Lansing, Michigan (Reuters) - The struggling U.S. city of Detroit is on track to run out of money in May instead of April after spending changes made by city officials, Michigan Treasurer Andy Dillon said on Tuesday.
Dillon addressed media following a two-and-a-half-hour meeting with a team that is looking at Detroit’s financial picture and trying to assess whether the city needs an emergency manager to take over operations. It was the first time the 10-member team met since it was appointed last month.
He said Detroit’s most urgent issue is figuring out how to arrest escalating retiree health care costs, and clean up a balance sheet laden in debt and interest costs. Detroit Mayor Dave Bing had earlier predicted it would run out of money in April if spending wasn’t curbed.
“It’s my understanding that April has been pushed back to May,” Dillon said, noting that the mayor “needs concessions from labor to avoid running short of cash.”

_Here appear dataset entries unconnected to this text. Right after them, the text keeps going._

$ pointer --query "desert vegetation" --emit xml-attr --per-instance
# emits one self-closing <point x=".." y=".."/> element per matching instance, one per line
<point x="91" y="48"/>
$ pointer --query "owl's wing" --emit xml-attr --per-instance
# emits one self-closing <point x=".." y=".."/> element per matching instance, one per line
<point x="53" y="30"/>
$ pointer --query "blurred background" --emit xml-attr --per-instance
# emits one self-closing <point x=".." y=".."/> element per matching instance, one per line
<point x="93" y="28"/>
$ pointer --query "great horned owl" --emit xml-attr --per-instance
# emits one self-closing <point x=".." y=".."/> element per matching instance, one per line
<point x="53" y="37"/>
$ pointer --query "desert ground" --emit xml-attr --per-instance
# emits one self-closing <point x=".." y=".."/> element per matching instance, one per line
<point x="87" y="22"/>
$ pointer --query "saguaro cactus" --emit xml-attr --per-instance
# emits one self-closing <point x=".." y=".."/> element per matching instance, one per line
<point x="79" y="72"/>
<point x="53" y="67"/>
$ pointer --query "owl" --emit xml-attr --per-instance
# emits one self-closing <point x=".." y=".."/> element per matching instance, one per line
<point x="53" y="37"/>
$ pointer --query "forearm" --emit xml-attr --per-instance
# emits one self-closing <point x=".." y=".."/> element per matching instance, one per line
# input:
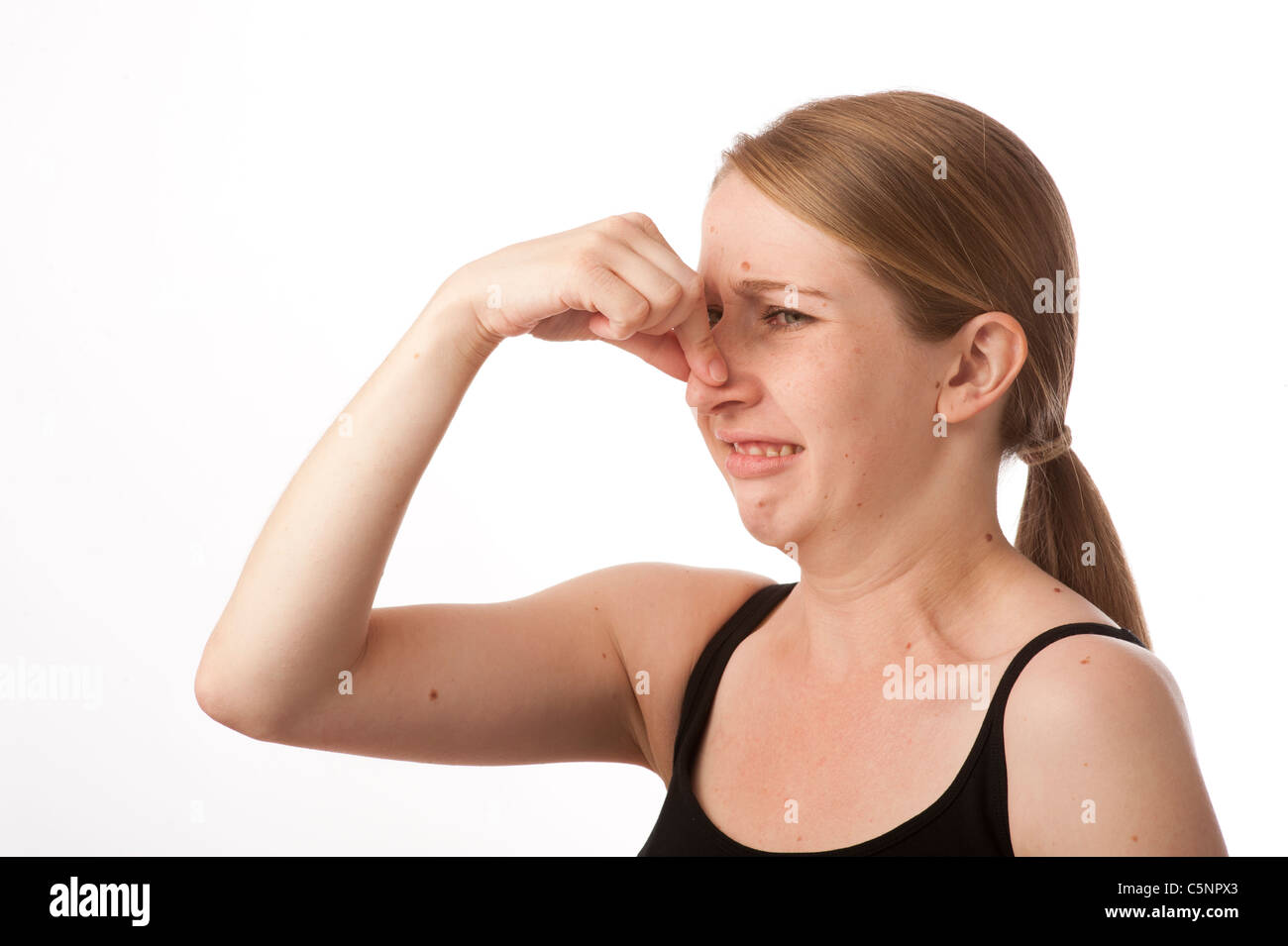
<point x="300" y="609"/>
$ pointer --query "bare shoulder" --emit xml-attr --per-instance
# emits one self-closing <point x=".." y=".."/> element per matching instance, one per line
<point x="664" y="615"/>
<point x="1100" y="758"/>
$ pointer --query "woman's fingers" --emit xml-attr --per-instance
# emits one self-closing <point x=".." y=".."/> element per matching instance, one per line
<point x="688" y="313"/>
<point x="662" y="352"/>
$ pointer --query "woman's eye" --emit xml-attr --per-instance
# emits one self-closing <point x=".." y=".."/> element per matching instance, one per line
<point x="789" y="313"/>
<point x="795" y="319"/>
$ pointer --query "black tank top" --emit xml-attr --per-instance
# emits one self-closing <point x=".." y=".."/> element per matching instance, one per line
<point x="970" y="819"/>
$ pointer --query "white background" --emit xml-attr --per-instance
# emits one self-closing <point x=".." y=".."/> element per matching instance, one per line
<point x="217" y="220"/>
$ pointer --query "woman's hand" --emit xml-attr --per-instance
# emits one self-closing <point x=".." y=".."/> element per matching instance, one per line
<point x="616" y="279"/>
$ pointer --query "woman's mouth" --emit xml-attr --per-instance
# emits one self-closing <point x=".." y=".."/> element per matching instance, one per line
<point x="751" y="459"/>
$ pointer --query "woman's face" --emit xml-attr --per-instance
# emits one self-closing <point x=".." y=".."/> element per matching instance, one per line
<point x="841" y="379"/>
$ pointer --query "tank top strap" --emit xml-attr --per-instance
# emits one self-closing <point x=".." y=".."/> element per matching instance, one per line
<point x="1029" y="650"/>
<point x="984" y="774"/>
<point x="704" y="678"/>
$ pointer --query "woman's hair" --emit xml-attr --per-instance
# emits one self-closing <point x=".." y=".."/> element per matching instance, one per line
<point x="956" y="218"/>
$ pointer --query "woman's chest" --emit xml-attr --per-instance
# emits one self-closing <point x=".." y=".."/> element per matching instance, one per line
<point x="781" y="768"/>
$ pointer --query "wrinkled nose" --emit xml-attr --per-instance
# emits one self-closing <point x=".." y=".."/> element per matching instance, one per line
<point x="704" y="399"/>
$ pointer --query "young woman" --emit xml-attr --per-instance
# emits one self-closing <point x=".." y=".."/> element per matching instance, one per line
<point x="885" y="309"/>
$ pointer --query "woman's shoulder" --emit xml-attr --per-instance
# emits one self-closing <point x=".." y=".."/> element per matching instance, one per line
<point x="664" y="617"/>
<point x="1100" y="756"/>
<point x="661" y="605"/>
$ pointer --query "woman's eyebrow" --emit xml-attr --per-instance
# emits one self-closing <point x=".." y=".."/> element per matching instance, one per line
<point x="763" y="287"/>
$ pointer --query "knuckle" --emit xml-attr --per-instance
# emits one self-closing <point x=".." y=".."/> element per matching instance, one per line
<point x="639" y="220"/>
<point x="616" y="226"/>
<point x="695" y="287"/>
<point x="673" y="295"/>
<point x="591" y="249"/>
<point x="639" y="310"/>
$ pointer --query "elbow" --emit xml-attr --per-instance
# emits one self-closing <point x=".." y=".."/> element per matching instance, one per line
<point x="220" y="703"/>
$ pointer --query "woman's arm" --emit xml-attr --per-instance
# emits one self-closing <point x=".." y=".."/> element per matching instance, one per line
<point x="1100" y="760"/>
<point x="299" y="611"/>
<point x="299" y="657"/>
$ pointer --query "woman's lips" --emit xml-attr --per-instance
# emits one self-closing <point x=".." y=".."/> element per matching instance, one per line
<point x="746" y="467"/>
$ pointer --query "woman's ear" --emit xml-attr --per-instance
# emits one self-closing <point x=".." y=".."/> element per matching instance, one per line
<point x="982" y="361"/>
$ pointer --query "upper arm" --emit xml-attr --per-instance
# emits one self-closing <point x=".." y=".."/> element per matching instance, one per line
<point x="537" y="679"/>
<point x="1099" y="757"/>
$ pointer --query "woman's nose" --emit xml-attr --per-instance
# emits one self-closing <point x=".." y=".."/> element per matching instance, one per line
<point x="704" y="398"/>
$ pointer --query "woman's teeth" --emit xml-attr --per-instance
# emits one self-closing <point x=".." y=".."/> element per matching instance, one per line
<point x="759" y="450"/>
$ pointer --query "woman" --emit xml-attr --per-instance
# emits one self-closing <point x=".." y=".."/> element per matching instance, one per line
<point x="885" y="308"/>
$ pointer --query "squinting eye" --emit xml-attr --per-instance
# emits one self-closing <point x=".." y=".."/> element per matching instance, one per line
<point x="767" y="317"/>
<point x="780" y="310"/>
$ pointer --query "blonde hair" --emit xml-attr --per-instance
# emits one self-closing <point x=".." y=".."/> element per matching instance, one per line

Dillon said the team met with a “sense of urgency...and there was also anger,” because members of the team asked “how come we didn’t know the numbers were this bad?'” he said.
He said the team -- which includes a retired Detroit police chief and former Michigan Supreme Court justice -- used audited financial statements and a report furnished by the business community as a basis for their initial meeting.
Dillon expects to make a recommendation on a Detroit emergency manager within the next 50 days. As his team digs into Detroit finances, Detroit Mayor Dave Bing is working to extract significant concessions from labor unions.
If Bing delivers a convincing cost-cutting plan to the state, Dillon said he would be able to suspend the work of the financial review team. Bing has said he expects to deliver a plan in early February.
The team was named by Governor Rick Snyder after a preliminary review of city finances showed “probable financial stress” after Detroit was unable to tackle mounting deficits.
Detroit, with a population of 714,000, has faced hard times as the contraction of the auto industry has led to a dwindling population and lower revenues. More than 36 percent of the Motor City’s residents live below the poverty line, according to the U.S. Census Bureau.
Dillon’s team will meet with Bing administration officials, members of the city council and labor unions in coming weeks. Dillon said that although this is a financial review, it’s also a review of the “quality of life.”
The panel wants to “make sure residents aren’t waiting for a bus to arrive, or when they call 911 public safety arrives...to make sure people are safe in the neighborhoods and there is lighting in the neighborhoods.”